Applicant for membership shall be provided with a copy and will have read and agreed to the Bylaws of this corporation. The applicant shall execute a statement that he/she read and agreed to the Bylaws and will be bound by them and will provide an original and one copy (front and back) of their nationally recognized certification card and shall sign such other and further document as the corporation deems necessary or useful to accomplish its corporate purposes.

Prospective members shall complete an application for membership as designated by the membership chairman. Upon completion of the application, payment of dues and being voted in by a quorum, he/she becomes a member (Active or Associate) and will be entitled to all the privileges of their membership.

Active Members shall have the right to bring a non-member guest on a maximum of two club trips unless an exemption is approved by the Board of Directors. Any Active Member bringing a guest to a club dive shall be responsible for the conduct and behavior of their guest. In the event that there are limited resources (for example, spaces on a dive boat) for which both members and guests are competing, the Active Member shall be entitled to take priority and precedence over an Associate Member or non-member guest and shall be entitled to all available resources before any non-member guest will be entitled to same.

ARTICLE X

Active Membership dues shall be $35.00 per year per person. All Associate Membership dues shall be $12.00 per year to be paid annually.

Membership dues and initiation fees are not refundable or transferable.

All Active and Associate Members belonging to a single family, notwithstanding the other provisions of the Bylaws, shall pay no more, for all members of the family, than $70.00 per year for the entire family.

Membership renewals will be due in June of each year. Dues for new members will be prorated by the quarter as follows:

  • June through August: $35.00
  • September through Novembe: $26.25
  • December through February: $17.50
  • March through May: $8.75

ARTICLE XI

Should any Active Member leave the corporation for any and all reasons whatsoever, the Active Member shall immediately return any and all corporate property. The member shall also return any stock in the corporation which that member owns.

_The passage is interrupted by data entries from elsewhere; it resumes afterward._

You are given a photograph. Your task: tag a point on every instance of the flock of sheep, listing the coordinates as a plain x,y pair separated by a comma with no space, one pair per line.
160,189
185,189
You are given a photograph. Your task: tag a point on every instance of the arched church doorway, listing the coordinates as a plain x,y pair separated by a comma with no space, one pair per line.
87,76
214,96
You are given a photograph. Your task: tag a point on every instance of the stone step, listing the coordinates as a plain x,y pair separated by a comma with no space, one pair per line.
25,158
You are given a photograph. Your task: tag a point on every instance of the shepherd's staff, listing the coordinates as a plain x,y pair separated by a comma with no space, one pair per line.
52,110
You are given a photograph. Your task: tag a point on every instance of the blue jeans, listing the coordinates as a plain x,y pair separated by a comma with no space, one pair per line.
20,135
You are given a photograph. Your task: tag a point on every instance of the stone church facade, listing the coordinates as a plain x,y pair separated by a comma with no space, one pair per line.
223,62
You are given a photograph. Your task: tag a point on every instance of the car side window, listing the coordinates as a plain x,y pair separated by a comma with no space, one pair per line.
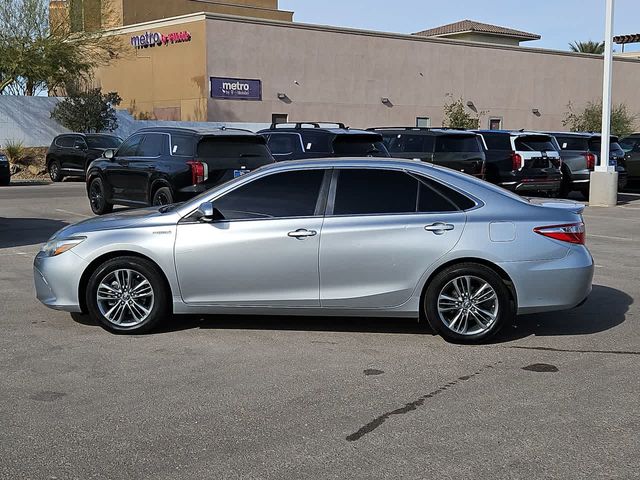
152,145
284,143
373,191
281,195
65,141
130,146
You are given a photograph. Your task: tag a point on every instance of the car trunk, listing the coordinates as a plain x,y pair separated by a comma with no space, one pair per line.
231,156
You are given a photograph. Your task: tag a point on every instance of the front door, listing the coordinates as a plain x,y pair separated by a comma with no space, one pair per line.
264,252
385,229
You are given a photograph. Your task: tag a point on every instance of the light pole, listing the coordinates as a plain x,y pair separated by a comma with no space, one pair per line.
604,179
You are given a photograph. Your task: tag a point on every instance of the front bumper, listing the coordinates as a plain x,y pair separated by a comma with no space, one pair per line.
57,280
551,285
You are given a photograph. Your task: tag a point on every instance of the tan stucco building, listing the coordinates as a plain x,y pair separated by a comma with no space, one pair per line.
264,67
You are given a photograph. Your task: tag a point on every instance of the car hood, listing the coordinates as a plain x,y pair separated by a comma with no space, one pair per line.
144,217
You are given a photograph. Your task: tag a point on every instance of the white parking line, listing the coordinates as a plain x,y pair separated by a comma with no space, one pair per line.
611,238
73,213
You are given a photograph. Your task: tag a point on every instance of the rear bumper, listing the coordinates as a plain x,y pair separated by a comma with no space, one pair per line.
546,286
532,185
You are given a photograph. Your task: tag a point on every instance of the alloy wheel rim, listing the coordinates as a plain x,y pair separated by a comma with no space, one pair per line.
125,298
468,305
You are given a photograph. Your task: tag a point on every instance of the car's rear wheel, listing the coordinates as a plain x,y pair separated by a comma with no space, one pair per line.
54,171
162,196
468,303
97,197
127,295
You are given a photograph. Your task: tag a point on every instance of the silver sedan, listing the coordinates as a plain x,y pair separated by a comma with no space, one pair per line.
348,237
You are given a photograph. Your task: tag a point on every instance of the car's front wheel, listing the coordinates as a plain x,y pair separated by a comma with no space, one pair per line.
127,295
97,197
468,303
54,171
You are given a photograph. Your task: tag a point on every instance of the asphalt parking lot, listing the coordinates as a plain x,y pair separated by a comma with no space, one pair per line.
556,396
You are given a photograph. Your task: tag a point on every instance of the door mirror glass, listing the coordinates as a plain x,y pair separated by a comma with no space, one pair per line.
208,212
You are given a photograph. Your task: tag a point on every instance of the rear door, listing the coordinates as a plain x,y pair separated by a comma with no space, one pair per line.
460,152
264,252
231,156
383,230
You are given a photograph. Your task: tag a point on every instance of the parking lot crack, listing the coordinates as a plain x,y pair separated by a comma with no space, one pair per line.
411,406
571,350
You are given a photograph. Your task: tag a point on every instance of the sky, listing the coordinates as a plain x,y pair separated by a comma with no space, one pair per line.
558,21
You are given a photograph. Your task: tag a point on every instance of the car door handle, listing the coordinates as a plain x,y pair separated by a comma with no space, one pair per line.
302,233
439,228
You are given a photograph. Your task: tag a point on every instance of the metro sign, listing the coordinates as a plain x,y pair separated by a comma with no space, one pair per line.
153,39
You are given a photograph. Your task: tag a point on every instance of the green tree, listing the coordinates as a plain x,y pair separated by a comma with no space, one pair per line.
38,55
456,116
587,47
590,119
89,111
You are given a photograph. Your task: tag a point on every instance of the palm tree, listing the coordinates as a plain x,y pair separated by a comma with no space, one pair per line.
587,47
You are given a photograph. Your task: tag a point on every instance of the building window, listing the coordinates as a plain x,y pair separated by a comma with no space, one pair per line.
495,123
279,118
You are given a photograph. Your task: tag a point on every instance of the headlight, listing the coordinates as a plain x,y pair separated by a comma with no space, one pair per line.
56,246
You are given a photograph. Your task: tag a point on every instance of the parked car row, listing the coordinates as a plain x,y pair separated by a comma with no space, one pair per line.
159,166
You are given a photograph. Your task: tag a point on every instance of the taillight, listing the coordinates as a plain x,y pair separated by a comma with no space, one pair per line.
591,160
516,161
570,233
199,172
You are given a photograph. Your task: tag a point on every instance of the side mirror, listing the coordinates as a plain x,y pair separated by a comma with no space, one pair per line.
209,213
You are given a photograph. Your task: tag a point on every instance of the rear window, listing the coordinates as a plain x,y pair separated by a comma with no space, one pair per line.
408,142
573,143
103,141
535,143
497,141
359,146
238,147
457,143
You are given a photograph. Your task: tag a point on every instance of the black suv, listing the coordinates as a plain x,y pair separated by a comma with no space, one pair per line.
71,153
160,166
455,149
295,141
522,161
580,153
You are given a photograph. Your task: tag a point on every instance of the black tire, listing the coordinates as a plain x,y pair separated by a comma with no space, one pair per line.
141,270
500,305
162,196
97,198
54,171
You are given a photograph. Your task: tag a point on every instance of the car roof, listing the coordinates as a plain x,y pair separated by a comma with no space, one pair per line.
423,130
333,131
213,131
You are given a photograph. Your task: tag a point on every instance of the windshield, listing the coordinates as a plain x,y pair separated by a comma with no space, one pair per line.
359,146
103,141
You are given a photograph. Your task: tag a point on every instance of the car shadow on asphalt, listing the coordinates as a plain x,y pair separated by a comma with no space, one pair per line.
19,232
605,309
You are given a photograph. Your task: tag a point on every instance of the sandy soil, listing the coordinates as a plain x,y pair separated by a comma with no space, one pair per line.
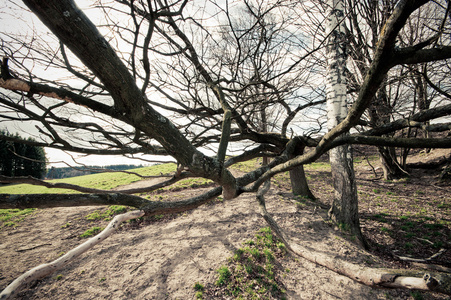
162,259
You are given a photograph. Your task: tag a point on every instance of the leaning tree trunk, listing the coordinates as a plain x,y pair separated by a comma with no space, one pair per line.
299,185
344,209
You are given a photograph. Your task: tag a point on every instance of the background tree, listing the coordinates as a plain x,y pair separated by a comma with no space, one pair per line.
117,106
20,159
403,91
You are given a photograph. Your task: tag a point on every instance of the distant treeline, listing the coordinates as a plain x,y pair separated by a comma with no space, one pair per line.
55,173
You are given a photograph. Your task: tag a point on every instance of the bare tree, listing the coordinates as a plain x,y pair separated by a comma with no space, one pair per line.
118,90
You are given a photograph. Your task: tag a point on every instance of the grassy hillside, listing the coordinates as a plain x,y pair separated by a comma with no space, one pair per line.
105,181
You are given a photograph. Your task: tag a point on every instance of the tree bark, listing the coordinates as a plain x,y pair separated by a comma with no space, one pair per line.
344,209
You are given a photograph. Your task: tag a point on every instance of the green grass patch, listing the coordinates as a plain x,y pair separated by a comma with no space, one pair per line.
251,272
11,217
91,231
104,181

Any member shall return their share of stock upon demand of the corporation, for any reason.

The corporation shall keep in its records all issued shares of stock. The actual “shares” shall not be distributed to the member per agreement of the member and corporation.

There shall be no vote by proxy and only Active Members in good standing in attendance may vote.

Any officer missing three (3) consecutive meetings will be notified that unless he/she attends the next meeting, his/her office will be considered vacant. Said officer must have the right to speak in his/her own behalf.

Upon the infraction of any diving rule as set forth by the Dive Committee (said committee to be organized and controlled by the President of the corporation) or willfully acting dangerously or causing harm to another person or himself/herself while diving, by any member, that member shall be subject to immediate dismissal from the corporation. Said member must have the right to be heard in his/her own behalf. Any officer or their designee shall have the right to dismiss a member for any such infraction or unsafe practice, said dismissal being effective immediately upon notification to the offending member. The offending member, on the instance of notification, shall no longer be a member of the Jacksonville Scubanauts, Inc. (A Florida Not For Profit Corporation) or any subsidiary thereof for any reason or purpose whatsoever until the monthly meeting following such dismissal, at which time the offending member shall have the right to be heard in their own behalf.


Changes to Bylaws approved by membership vote on January 13, 2010.